Last week, we published a series of formative passages that have prompted readers to confront deep existential questions. This week, more readers look to literature for answers and guidance—and sometimes a challenge. Jenny Bhatt writes:
I first came across a worn-down copy of Virginia Woolf’s A Room of One’s Own at age 18 in a tiny “raddiwala” (used paper/scrap collector) shack in Bombay, India. Reading it all the way through that evening, I went alternately hot and cold at various passages. Like the Girton College women [to whom Woolf addressed the essay], I was trying to decide what to do next with my life, as the options for someone of my gender, class, and caste in India then were limited and all led to a lifetime of housewifery. I had wanted be a journalist, a writer, and had been told it was not a respectable profession. I had heard the ridicule Woolf had described: “The world said with a guffaw, Write? What’s the good of your writing?”

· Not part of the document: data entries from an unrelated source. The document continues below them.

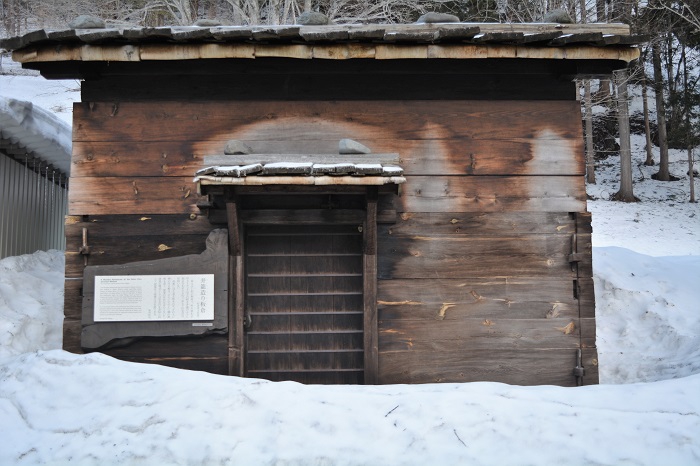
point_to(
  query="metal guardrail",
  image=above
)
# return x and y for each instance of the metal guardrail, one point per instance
(33, 205)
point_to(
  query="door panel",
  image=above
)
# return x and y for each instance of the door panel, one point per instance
(304, 298)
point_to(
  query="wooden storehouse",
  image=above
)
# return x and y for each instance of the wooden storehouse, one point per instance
(333, 204)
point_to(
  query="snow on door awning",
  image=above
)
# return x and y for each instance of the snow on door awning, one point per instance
(307, 170)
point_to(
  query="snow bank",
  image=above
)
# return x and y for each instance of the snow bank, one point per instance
(648, 316)
(97, 410)
(31, 302)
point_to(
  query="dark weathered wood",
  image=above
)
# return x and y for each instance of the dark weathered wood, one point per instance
(512, 366)
(73, 298)
(71, 335)
(472, 334)
(531, 156)
(203, 354)
(362, 120)
(475, 266)
(586, 297)
(302, 217)
(590, 363)
(137, 225)
(371, 342)
(234, 228)
(492, 194)
(97, 196)
(297, 279)
(488, 298)
(237, 317)
(436, 67)
(461, 257)
(108, 250)
(295, 86)
(147, 196)
(497, 224)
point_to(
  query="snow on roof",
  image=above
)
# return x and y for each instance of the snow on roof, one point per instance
(307, 173)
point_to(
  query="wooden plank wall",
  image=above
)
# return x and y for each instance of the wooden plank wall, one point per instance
(474, 278)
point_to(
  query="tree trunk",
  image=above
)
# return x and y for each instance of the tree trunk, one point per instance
(590, 150)
(625, 194)
(645, 110)
(663, 174)
(688, 132)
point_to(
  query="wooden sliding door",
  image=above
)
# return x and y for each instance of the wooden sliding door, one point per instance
(304, 303)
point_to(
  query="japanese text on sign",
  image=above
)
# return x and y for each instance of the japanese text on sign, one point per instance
(154, 297)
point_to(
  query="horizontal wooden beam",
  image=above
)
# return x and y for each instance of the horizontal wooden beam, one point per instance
(168, 52)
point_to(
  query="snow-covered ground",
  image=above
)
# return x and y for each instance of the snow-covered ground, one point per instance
(60, 408)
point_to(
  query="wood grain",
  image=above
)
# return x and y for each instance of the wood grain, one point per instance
(138, 196)
(426, 300)
(512, 366)
(262, 121)
(525, 156)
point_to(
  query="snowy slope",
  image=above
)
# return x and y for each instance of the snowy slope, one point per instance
(59, 408)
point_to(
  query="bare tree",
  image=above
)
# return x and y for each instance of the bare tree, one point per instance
(625, 194)
(663, 173)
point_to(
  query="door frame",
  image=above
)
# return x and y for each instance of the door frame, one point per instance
(237, 219)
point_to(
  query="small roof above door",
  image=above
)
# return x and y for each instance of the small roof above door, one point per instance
(302, 169)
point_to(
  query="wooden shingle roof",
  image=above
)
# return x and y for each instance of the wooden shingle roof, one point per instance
(446, 40)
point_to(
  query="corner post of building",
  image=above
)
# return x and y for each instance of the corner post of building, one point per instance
(236, 287)
(371, 343)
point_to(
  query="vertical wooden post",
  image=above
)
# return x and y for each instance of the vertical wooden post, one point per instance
(371, 343)
(236, 304)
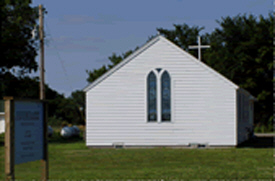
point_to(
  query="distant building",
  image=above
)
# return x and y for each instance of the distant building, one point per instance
(163, 96)
(2, 117)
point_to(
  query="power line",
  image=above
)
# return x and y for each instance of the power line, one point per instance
(62, 62)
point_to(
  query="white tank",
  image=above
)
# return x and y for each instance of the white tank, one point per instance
(76, 130)
(50, 131)
(66, 132)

At the time, this was a major revelation (she elaborated it beautifully and compellingly over several pages, of course):
Intellectual freedom depends on material things. Poetry depends on intellectual freedom. And women have always been poor, not for two hundred years merely, but from the beginning of time. Women have had less intellectual freedom than the sons of Athenian slaves. Women, then, have not had a dog’s chance of writing poetry. That is why I have laid so much stress on money and a room of one’s own.
And this part was as if she was talking directly to me:
By hook or by crook, I hope that you will possess yourselves of money enough to travel and to idle, to contemplate the future or the past of the world, to dream over books and loiter at street corners and let the line of thought dip deep into the stream. For I am by no mean confining you to fiction. If you would please me—and there are thousands like me—you would write books of history and biography, and criticism and philosophy and science. …
Young women, you are, in my opinion, disgracefully ignorant. You have never made a discovery of any sort of importance. You have never shaken an empire or led an army into battle. The plays of Shakespeare are not by you, and you have never introduced a barbarous race to the blessings of civilization. What is your excuse?